20th Century American Landscape Painting
The wild, expansive and beautiful American landscape has been an inspiration for artists since the earliest indigenous peoples of the Americas settled here. Influenced by their predecessors in the Hudson River School and their European peers, American painters at the turn of the 20th century worked within the confines of traditional landscape painting. The American landscape was a seemingly limitless opportunity for artistic exploration, representing a large expanse of untouched natural beauty. Glorifying nature in the style of 19th century European Romanticism, the Hudson River School exemplified American Romantic painting, thematically reflecting concepts that related to the continued expansion of our young country in representations of discovery, exploration and settlement.

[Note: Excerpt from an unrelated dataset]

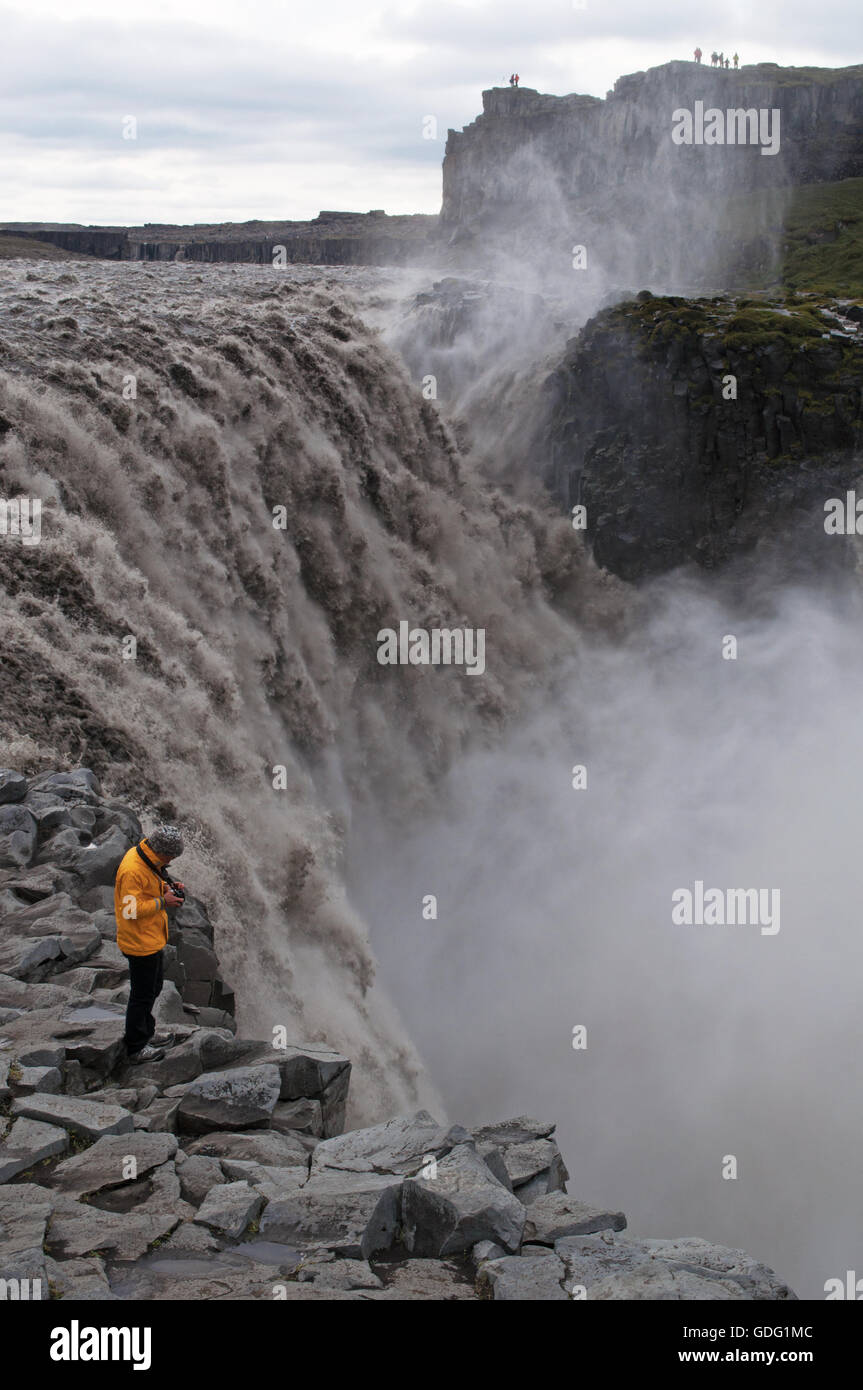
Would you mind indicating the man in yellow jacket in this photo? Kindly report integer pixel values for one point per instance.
(142, 893)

Also influenced by the French Impressionists, American painters circa 1900 began looking at form and color in a more blurred way, moving away from a traditional horizon line and the literal representation of nature towards a more symbolic and interpretive style.
Lot 405
The April Fine Sale offers several fine examples of 20th Century American Landscape painting. Thomas Moran’s A Cloudy Day, East Hampton, circa 1903, shows a Romantic view of East Hampton, NY where the artist lived, now the home of the Thomas Moran House, a national Historic Landmark. Moran was part of the Hudson River School and made his name in 1871 when he joined the Hayden Geological Survey in their exploration of the Yellowstone region in California. Moran’s experience in the West and his representation of the Western landscape were critical to the creation of Yellowstone National Park. His monumental paintings of the Grand Canyon are central to the cannon of American Landscape painting and speak to a very American way of looking at the world. A Cloudy Day, East Hampton is a more intimate subject, but one that also shows Moran’s ability to infuse a traditional composition with a specific choice of place. His use of color and brush technique show the lasting influence that J.M.W. Turner had on Moran.
Lot 406
The Western landscape was of particular interest to American painters in the early half of the 20th century. Rugged mountain and arid dessert landscapes show the hardship and desolation faced by those who travelled west as part of the Westward Expasion. Everett Spruce’s Dessert Plants, from 1946, is an example of this type of imagery. Spruce grew up in Arkansas and was part of a group of regionalist painters in Texas in the 1930s whose work reflected their love of the land and the landscapes of the West. He worked in an Expressionist style, striving to evoke sentiment in response to a scene rather than representing it realistically. In this way, his work follows that of other Americans painting at this time who melded their love of the American landscape with new, modern ideas about color, form and abstraction.
Lot 418, Lot 417
Another example of a modernist view of the American West is Arthur Meltzer’s Mt. Slide, Nevada. Meltzer is best known for his work in Pennsylvania where he spent most of his life and career as a widely acclaimed landscape painter. In this view of the Nevada landscape we see stylistic differences from the Impressionist-influenced scenes he painted of rural Bucks County, PA. The flattened perspective and minimalist brushwork suggest a more modern view of a less populated and more remote location.
Lot 419, and a current photograph of the Asgaard Farm & Dairy in Au Sable Forks, NY.
New York-native Rockwell Kent pushed rugged and remote landscapes in this country and beyond. After studying at William Merritt Chase’s art school on Long Island, Kent studied with Robert Henri, George Bellows and Edward Hopper before leaving on a number of extended trips to remote locations where he found visual inspiration. He developed a stark, Realist style that illuminated the harsh and subtle beauty of these landscapes. Kent’s View at Asgaard, painted in 1945, is a luminous view of his farm in the Adirondack Mountains. The wilderness of the Adirondacks provided endless inspiration and a refuge for Kent for over forty years, exemplified in this painting which honors one of America’s most beautiful and dramatic landscapes.
Realist painter Fairfield Porter also depicted landscape scenes of places he lived. Working in a representational style at the height of Abstract Expressionism in mid-century New York, Porter insisted on the authenticity of his subjects rather than the ideology of abstraction. He was influenced by the French Nabis painters and their palette and sense of form can be seen in his 1962 painting April. Porter believed that Realism and Abstraction maintained a close relationship, and that one needed the other in order to be successful. In this small gem of a painting we see Porter’s understanding of gestural abstraction as applied to a realist composition, and we can see how his work would influence the younger American figurative painters who would follow in the 1970s.
Lot 425
Other American landscape views in this sale include Doel Reed, Southwestern Scene (Lot 415), William P. Silva, Tuscan Desert (Lot 416), Walter Baum, Snowy Landscape (Lot 421), Clara Kretzinger, The Tidal Basin, Lincoln Memorial (Lot 422), Ernest Parton, Landscape (Lot 423), Walter Koeninger, Early Autumn (Lot 424), and Margaret Patterson, Summer Clouds (Lot 436), Coast Cedars (Lot 437), and Flatlands (Lot 438).